Я помню Джексон. Она и ее напарник стали символом настоящей командной работы. Они оба были очень сильными и на играх ходили с двумя огромными ростовыми щитами. Оружие тоже было, но почти на всем протяжени Игр они его
— На Церемонии награждения она выглядела вполне счастливой, — неуверенно произношу я.
— Конечно. Ведь таковы правила: радуйся победе, даже если тебя тошнит от себя, — Анхель нервно проводит рукой по волосам. — Ты можешь со мной не соглашаться, но ответь: неужели ты бы ни чувствовала то же самое, если бы в финале оказалась с Катоном?
Я закусываю губу. Конечно бы чувствовала. И также бы улыбалась на камеры, если бы смогла победить. Я вспоминаю рассказ Катона. Они отвели меня подальше и сказали, чтобы я вообще не говорил с тобой. Таковы правила…
— Тебя за это посадили, да? За подобные высказывания.
Парень усмехается.
— Нет.
— Тогда за что? Я не поверю, что за дурацкие песни тебя наградили тюремным заключением.
— Отчасти и за песни. Но это был предлог. На самом деле я просто увидел, что скрывается за благодарностью Капитолия нашему дистрикту. Чтобы попасть в Академию нужно пройти множество экзаменов. Тех, кто их не проходит отчисляют. И куда они уходят?
— В шахты, на стройки. Занимаются тем же, чем и остальные.
— Нет. Их отправляют в гору Авентин. В самые недра. Не за тем, чтобы работать, а чтобы становились миротворцами. Им промывают мозги, колют разные психотропные препараты, делают все, чтобы они забыли, что значит быть людьми. Им стирают все воспоминания о семье, о близких, о прошлом. Я нашел туда вход случайно… И видел их методы собственными глазами. Уйти мне не удалось.
Анхель замолкает и начинает слабо бить кулаком в пол, также как прошлой ночью. Я не знаю, что сказать.

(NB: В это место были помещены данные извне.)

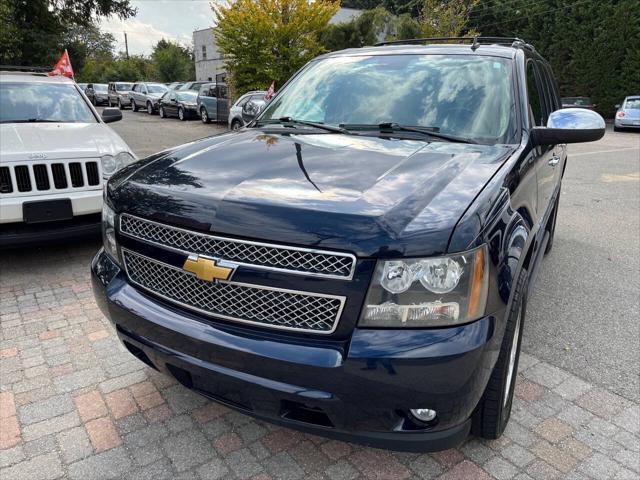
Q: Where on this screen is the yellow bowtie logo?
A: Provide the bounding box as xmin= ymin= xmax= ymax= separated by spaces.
xmin=182 ymin=255 xmax=235 ymax=282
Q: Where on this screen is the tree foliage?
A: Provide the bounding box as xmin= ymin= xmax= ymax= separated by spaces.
xmin=464 ymin=0 xmax=640 ymax=116
xmin=212 ymin=0 xmax=340 ymax=92
xmin=151 ymin=39 xmax=195 ymax=82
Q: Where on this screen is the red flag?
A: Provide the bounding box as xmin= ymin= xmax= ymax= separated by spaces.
xmin=264 ymin=80 xmax=276 ymax=100
xmin=49 ymin=48 xmax=73 ymax=78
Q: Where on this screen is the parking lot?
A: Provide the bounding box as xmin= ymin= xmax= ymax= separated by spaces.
xmin=0 ymin=110 xmax=640 ymax=480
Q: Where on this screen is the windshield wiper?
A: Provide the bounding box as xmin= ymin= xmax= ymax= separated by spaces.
xmin=340 ymin=122 xmax=478 ymax=143
xmin=265 ymin=117 xmax=350 ymax=134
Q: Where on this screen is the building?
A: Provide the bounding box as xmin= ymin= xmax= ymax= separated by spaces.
xmin=193 ymin=8 xmax=361 ymax=82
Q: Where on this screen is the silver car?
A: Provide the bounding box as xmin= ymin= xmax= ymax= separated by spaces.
xmin=229 ymin=90 xmax=267 ymax=130
xmin=107 ymin=82 xmax=133 ymax=110
xmin=613 ymin=95 xmax=640 ymax=132
xmin=130 ymin=82 xmax=168 ymax=115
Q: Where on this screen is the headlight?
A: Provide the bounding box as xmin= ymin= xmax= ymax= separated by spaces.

Да, по решению Капитолия после восстания Дистрикта-13 миротворческие базы перебрались в Дистрикт-2. Но это просто спецшколы, так же как наша Академия. Те, кто доучился в ней поступают на службу, а другие… Тут я вспоминаю Дею. Где же она сейчас? Неужели там? Мысль о том, что она стала бесчувственной машиной меня пугает. Она всегда была такой жизнерадостной, даже не смотря на суровую жизнь в приюте. Неужели они отняли это у нее?
— Ты понимаешь, что после этих слов распорядители не дадут тебе победить? — хриплым голосом спрашиваю я.
— Я и не хочу побеждать.
— Зачем же ты тогда вызвался добровольцем? Зачем тебе это все?
— Затем, чтобы помочь победить кому-нибудь другому, — не задумавшись отвечает Анхель. — И чтобы почувствовать себя свободным. Арена —
лишь площадка, но на ней я волен делать, что хочу. Я не выиграю, я это точно знаю. Но я хотя бы смогу вкусить свободы.
— Кому ты собрался помогать?
Парень вздыхает и закрывает глаза.
— Знаешь, ведь многие участники стали трибутами, только ради того, чтобы вырваться на свободу. И это их единственная мотивация. На свободе их никто не ждет: нет ни родных, ни близких, никого. А вот у тебя случай иной.
— Я сирота, как ты знаешь, — говорю я.
— Перестань, мы с тобой прекрасно знаем, кто тебя ждет на воле и ради кого ты вообще пошла на все это. Кроме того, уверен, тебе очень хочется отомстить Капитолию, ведь так?
Передо мной встает светлое, улыбающееся лицо Катона. Если я выиграю, то мои мечты о нашем совместном будущем, которые я пыталась гнать от себя, могу стать реальностью. Я встряхиваю головой, отгоняя наваждение.
— Ты не ответил на мой вопрос. Кому ты собрался помогать? Деду? Гейлу?
Анхель улыбается, поудобней устраивается у стены.
— Необязательно. Спокойной ночи, — его тон дает понять, что разговор окончен.